Since its signing into law, the Controlled Substances Act has been brought on trial before the Supreme Court twice; first in the case United States v. Oakland Cannabis Buyers Co-Op in 2001 and then in Gonzales v. Raich in 2005, with both cases coming out of the state of California. In the first case, the defendants argued that patients needed their medicine and there was a “medical necessity” that superseded the federal law prohibiting marijuana use. The Supreme Court disagreed and in writing for the majority Justice Clarence Thomas wrote; “When it passed the Controlled Substances Act, Congress made a value judgment that marijuana had ‘no currently accepted medical use.’ It was not the province of the Court to usurp this value judgment made by the legislature.” Here, Justice Thomas makes the seemingly contradictory claim that it is not the Court’s jurisdiction to reverse decisions made by the legislature. Though in cases that have already been mentioned including City of Boerne v. Flores and Linder v. United States the Supreme Court has done exactly that and “usurped the value judgment made by the legislature”, and specifically in Linder, where they deal with how the government deals with doctors and what they prescribe to patients, which is extremely similar to this case. In Gonzales v. Raich the defendants moved passed the “medical necessity” argument and instead argued that the Commerce Clause does not grant Congress the authority to regulate marijuana. The Supreme Court disagreed, seemingly contradicting cases like United States v. Lopez and United States v. Morrison where the Court scaled back the authority of Congress to use the Commerce Clause as means of making laws.

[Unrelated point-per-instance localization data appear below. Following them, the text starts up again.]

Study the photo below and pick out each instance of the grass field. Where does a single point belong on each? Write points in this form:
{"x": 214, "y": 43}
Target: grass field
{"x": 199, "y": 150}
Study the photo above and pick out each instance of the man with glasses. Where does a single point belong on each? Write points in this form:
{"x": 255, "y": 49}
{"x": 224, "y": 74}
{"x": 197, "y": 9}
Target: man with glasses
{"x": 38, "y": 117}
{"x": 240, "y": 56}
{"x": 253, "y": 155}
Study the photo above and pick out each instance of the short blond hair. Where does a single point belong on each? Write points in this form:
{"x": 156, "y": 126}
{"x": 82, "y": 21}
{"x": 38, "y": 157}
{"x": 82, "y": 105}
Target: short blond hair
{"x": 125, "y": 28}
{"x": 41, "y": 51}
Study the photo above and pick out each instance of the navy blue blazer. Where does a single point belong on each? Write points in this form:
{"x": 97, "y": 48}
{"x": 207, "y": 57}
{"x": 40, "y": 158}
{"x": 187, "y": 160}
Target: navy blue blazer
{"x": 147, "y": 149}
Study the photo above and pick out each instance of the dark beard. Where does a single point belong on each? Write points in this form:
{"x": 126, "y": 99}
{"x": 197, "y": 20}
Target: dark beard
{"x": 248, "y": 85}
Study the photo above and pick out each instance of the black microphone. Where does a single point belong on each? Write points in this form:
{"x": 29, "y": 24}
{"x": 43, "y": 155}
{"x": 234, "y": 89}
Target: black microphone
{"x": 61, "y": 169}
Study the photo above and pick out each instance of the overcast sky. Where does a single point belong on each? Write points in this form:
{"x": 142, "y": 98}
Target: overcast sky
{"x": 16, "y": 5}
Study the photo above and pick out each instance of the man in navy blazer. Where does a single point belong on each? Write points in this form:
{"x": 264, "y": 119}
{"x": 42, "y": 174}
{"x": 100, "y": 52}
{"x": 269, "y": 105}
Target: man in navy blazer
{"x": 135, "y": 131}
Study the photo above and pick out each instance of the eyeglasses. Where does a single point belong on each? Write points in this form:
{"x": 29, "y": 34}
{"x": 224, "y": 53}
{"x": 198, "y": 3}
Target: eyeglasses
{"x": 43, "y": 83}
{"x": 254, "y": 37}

All of these pieces of legislation and cases display the role that the War on Some Drugs and Users plays on civil liberties in the United States. While, in the past, most of the laws that hurt civil liberties in America were overturned and ruled unconstitutional by the Supreme Court, the Controlled Substances Act has stood up against several trials in front of the Supreme Court, and has yet to be deemed unconstitutional. Not many new drug prohibition laws have been passed since 1970, but in 1998, Mark Souder, Representative from Indiana, introduced the Aid Elimination Penalty Provision to the Higher Education Act. This Amendment required students applying for Financial Aid to answer a question on their FAFSA forms which asked whether or not they had been convicted of a drug felony. If the student answers ‘Yes’ to the question, they are denied aid. There is a current case in the U.S. Court of Appeals for the Eight District called SSDP v. Spellings which considers significant historical evidence that shows that the Aid Elimination Provision violates the Double Jeopardy Clause of the Fifth Amendment, considering that a ‘Yes’ answer may prevent a student from going to college. This is a punishment for the same offense twice, which is violation of the Fifth Amendment.
Since its inception, the War on Some Drugs and Users has been a major hindrance on civil liberties in America. Whether it be a citizen’s right to medicine, right to privacy, protection from self-incrimination, or protection from double jeopardy, the War on Drugs has tried to take these away, only to be protected eventually by the Supreme Court. In all of these cases, it takes a single person and single case to overturn the law, whether it is Dr. Linder or Dr. Leary. What can be learned from this is that it seems unfeasible to prohibit drug use by private individuals without severely harming a citizen’s civil liberties. As our Founding Fathers were private drugs users, so are tens of millions of citizens in this country. All that needs to happen from this point on is for an individual to challenge the constitutionality of the Controlled Substances Act, which, if looked in the proper light, cannot be seen as constitutional by any means.